The main requirements to practice patent law before the United States Patent and Trademark Office (USPTO), notwithstanding receiving proper on-the-job training, are: a) sufficient knowledge of relevant technology and science, and b) passing a registration-to-practice examination administered by the USPTO. Being a licensed attorney is neither necessary nor sufficient to practice. The USPTO maintains separate rolls of patent agents and patent attorneys. A person who holds a registration to practice and who is not an attorney is called a patent agent. A person who holds a registration to practice and who is also licensed by a state bar association to practice law is called a patent attorney.
Practice of patent law before the USPTO (e.g., client counseling, portfolio strategy development, patentability search and analysis, patent application preparation, and patent prosecution) is performed under the authority of the USPTO, where the two titles are equivalent. All Launchpad practitioners (attorneys and agents) offer representation exclusively within this scope. Practice of law outside the USPTO (e.g., licensing patents, performing freedom-to-operate opinions, and patent litigation in the courts) as well as practice of trademark law before the USPTO is performed under the authority of a state bar association and can be performed only by a licensed attorney.
NOTE: Launchpad Patents doesn’t have the capabilities to assist in defending patent in the future against infringement but we can refer our clients to a number of excellent patent litigators.
Launchpad asserts legal privilege over confidential communications with our clients within our scope of practice. Our assertion was recently validated in a precedential decision by the US. Court of Appeals for the Federal Circuit, In re: Queen’s University at Kingston, PARTEQ Research and Development Innovations.
A complete nonprovisional utility patent application should contain the elements listed below, arranged in the order shown. See Non-provisional (Utility) Patent Application Filing Guide.
- Utility patent application transmittal form or transmittal letter
- Appropriate fees
- Application data sheet (see 37 CFR § 1.76)
- Specification (with at least one claim)
- Drawings (when necessary)
- Executed oath or declaration
- Nucleotide and amino acid sequence listing (when necessary)
- Large tables or computer listings (when necessary)
On average, it takes about 2.5 years after filing a nonprovisional utility patent application in the United States. The chart below from Patently-O, a U.S. patent law blog, shows the median patent prosecution pendency over the past decade (2005–2015). The author defined pendency as the number of months from filing to issuance on a straight application-by-application basis. In this calculation, he did not consider priority, PCT, provisional, or RCE filings.

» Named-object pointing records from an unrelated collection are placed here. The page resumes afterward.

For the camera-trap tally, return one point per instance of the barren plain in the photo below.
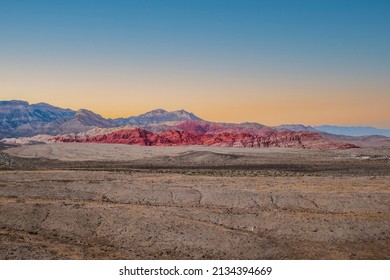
(107, 201)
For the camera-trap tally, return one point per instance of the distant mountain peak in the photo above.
(158, 116)
(155, 112)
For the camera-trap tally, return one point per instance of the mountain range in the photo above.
(160, 127)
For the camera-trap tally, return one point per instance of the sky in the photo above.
(273, 62)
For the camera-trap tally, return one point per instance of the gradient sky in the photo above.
(273, 62)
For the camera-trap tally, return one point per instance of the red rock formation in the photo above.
(265, 138)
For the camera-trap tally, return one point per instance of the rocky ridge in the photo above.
(263, 138)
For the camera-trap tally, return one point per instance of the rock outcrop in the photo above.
(269, 138)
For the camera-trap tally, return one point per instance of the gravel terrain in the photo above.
(105, 201)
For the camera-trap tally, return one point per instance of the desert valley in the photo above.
(169, 185)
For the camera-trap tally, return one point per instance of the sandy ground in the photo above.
(104, 201)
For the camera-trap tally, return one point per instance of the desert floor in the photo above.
(106, 201)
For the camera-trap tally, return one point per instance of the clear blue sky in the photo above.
(311, 62)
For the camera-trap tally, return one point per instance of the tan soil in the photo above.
(193, 203)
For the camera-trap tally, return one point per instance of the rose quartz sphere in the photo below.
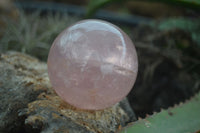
(92, 64)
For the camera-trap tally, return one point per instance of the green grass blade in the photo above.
(184, 118)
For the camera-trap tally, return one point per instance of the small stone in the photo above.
(92, 64)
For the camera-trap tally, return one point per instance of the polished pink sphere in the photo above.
(92, 64)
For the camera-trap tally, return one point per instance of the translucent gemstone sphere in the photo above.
(92, 64)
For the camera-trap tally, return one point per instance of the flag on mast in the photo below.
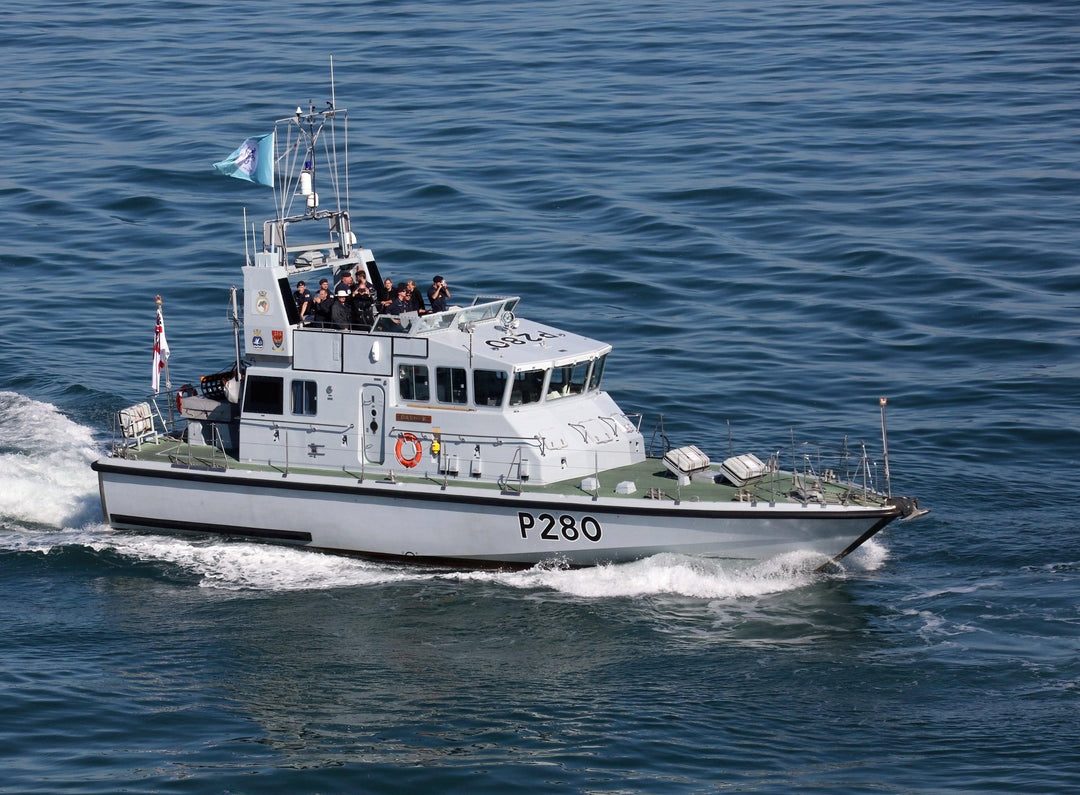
(253, 161)
(160, 351)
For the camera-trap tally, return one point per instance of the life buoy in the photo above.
(417, 450)
(186, 391)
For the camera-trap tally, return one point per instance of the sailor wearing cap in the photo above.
(341, 312)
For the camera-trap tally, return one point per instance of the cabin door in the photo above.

Historically, about 50 percent of filed U.S. patents are issued. More recently, USPTO allowance rates have increased to between 60 and 70 percent (http://patentlyo.com/patent/2012/12/patent-application-outcomes-rising-allowances-and-falling-abandonments.html). Launchpad practitioners have a significantly higher average than this USPTO normal range. We do not opine if your patent will attain commercial success. We make no representation about the patentability of specific inventions.
Yes. We can help you understand if your invention is generally patentable subject matter. We can help you understand the pros and cons of patent protection vs. alternatives such as holding your invention as a trade secret, filing a statutory invention disclosure, or disclosing your invention in a printed publication. For specific prior art we know about, we routinely draft claims designed to overcome the known prior art. However it is not possible, owing to the secrecy of recently filed patent applications, to know of absolutely all prior art. Thus no party other than a national patent office (during patent prosecution) can provide any absolute assurance of patentability.
Like any other law firm or agency, we perform a conflicts check to make sure we have not recently represented an adverse or competitive interest.
Launchpad has a large network of foreign associates and is able to provide filings virtually anywhere. As to where a given invention should be filed, the answer is fact based. We are experienced and comfortable reviewing your facts and advising you specifically, invention-by-invention.
The U.S. changed from a “First to Invent” to a “First to File” country on March 16, 2013. For this reason, obtaining an early filing date is typically a high priority. Launchpad provides streamlined filing to reduce your wait. A series of court rulings have affected what is considered “statutory subject matter” under 35 USC 101. Launchpad has developed approaches to file viable patents on most inventions to meet the requirements of 35 USC 101 (and foreign equivalents). For example, in the U.S., it is frequently productive to focus on user interface for a software invention. In contrast, in China, many software inventions should focus on “computer readable media.” In Europe, a medical treatment should focus on devices and reagents. Launchpad and its foreign associates are happy to provide counsel regarding patentability on a case-by-case basis.